I stride down the hall, and in his room, grab his wrist. Two more hours of dark, I think, looking into his seditious eyes, and his shoulder socket knocks as I tow him down the hall and out toward the car, still idling in the alley.

Past the zoo gates, he lags far behind as we cross the footbridge that will land us in the park. That is how I see him nearing me, a black outline against the bank of city lights behind, and as I grab the.22 rifle and two boxes of shells from the guard shack, I want him to look into the leukemia-yellow eyes of a tiger. But rabbits are all I have left to scare my son back to me.

Mac is sitting in the driver seat of the cart when I come out, and without speaking we are off, rolling past the Arizona Collection, in what seems an underwhelming first driving experience. He’s driving one-handed, eyes wide and unfocused, a style he’s learned from me.
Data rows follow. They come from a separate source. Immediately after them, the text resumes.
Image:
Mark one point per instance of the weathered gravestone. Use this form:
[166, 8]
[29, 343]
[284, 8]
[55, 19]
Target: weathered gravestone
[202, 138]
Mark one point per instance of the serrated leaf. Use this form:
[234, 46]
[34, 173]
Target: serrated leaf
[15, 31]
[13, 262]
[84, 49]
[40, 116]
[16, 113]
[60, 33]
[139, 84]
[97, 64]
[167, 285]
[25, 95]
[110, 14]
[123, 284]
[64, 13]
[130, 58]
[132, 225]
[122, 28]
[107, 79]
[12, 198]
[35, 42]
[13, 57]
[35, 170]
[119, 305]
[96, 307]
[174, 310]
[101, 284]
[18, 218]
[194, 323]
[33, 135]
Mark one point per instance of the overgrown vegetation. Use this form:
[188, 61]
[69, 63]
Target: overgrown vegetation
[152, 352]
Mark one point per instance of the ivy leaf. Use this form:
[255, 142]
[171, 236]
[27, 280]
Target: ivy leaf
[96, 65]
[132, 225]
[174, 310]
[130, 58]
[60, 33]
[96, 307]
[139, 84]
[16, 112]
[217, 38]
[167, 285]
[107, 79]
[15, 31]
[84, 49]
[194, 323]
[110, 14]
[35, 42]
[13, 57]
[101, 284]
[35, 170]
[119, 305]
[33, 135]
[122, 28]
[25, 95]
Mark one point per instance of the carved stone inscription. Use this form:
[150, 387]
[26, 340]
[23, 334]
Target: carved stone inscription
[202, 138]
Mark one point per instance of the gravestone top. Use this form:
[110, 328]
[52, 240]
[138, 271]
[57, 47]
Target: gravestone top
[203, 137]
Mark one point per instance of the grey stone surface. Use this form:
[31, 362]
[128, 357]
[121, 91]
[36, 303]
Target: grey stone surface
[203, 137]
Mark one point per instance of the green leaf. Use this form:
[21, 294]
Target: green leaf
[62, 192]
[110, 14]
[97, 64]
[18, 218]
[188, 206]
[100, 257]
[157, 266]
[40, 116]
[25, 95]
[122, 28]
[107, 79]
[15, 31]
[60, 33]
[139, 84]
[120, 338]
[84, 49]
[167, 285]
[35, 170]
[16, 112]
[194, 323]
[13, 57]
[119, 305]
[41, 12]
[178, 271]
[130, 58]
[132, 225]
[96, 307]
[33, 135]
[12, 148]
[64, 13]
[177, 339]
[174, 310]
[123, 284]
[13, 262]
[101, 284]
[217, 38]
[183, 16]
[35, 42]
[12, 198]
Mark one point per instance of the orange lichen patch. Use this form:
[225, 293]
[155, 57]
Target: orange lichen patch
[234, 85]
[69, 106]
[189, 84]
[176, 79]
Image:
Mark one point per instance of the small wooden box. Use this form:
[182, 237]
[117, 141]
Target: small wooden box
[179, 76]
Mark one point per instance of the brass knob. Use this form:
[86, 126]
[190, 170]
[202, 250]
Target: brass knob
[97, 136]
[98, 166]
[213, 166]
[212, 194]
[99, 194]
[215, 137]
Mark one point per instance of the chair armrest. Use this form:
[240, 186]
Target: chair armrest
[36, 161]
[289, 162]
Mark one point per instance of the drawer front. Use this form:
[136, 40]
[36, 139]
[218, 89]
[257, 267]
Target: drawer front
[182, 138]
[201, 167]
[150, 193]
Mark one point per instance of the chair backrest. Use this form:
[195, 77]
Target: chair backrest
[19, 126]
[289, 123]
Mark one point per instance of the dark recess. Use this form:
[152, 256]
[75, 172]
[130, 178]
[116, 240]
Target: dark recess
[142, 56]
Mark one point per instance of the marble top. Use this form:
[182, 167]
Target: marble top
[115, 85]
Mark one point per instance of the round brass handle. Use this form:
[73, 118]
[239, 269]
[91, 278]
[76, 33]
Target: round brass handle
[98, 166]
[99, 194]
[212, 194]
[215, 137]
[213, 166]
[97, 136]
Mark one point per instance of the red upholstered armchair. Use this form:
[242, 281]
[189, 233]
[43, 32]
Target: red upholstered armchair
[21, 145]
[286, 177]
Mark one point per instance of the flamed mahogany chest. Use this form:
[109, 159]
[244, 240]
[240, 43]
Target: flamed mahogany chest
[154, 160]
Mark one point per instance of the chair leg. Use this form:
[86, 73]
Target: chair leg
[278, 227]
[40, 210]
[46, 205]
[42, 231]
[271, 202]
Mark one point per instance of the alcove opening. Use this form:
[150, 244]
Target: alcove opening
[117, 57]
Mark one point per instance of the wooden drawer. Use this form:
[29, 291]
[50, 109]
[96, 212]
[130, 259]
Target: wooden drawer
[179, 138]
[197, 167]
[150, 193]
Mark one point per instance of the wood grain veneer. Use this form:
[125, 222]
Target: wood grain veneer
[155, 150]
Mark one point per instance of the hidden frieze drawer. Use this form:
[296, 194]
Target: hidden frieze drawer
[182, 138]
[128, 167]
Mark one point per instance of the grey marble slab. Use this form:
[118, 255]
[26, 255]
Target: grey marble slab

I give him no directions because the zoo is circular, though he doesn’t know that, and he heads best speed through unknown turns, clacking the pedal up and down on the floor, upset the cart will go no faster.

We pass through the main exhibits, and I kill the lights as we near the rear of the zoo and reach over to turn off the key as we pass the makeshift wolf pen, leaving Mac to coast us past the last reaches of the fences. Standing in the fields that foot the Papagos, the stars brilliant despite the glow of the city below, I show him how to lever the little bullets, the features of the safety and sights. He inspects the rifle like he is viewing it through the wonder of another boy’s glasses. I make Mac click the safety off and on to make sure he can finger the operation in the dark, but this does little to reassure me.

I bring the cart about and set him up in front of it, Indian legged on the ground with the barrel benched on the grill. He points it off into the black landscape.

“The lights will come on and you’ll see the rabbits,” I tell him. “They’ll stand on their hind legs and then the eyes will light up.” He looks from me to the darkness and back. “Aim only that way or the bullets may come back to the wolves or burros.” I point toward the dark field but he doesn’t follow.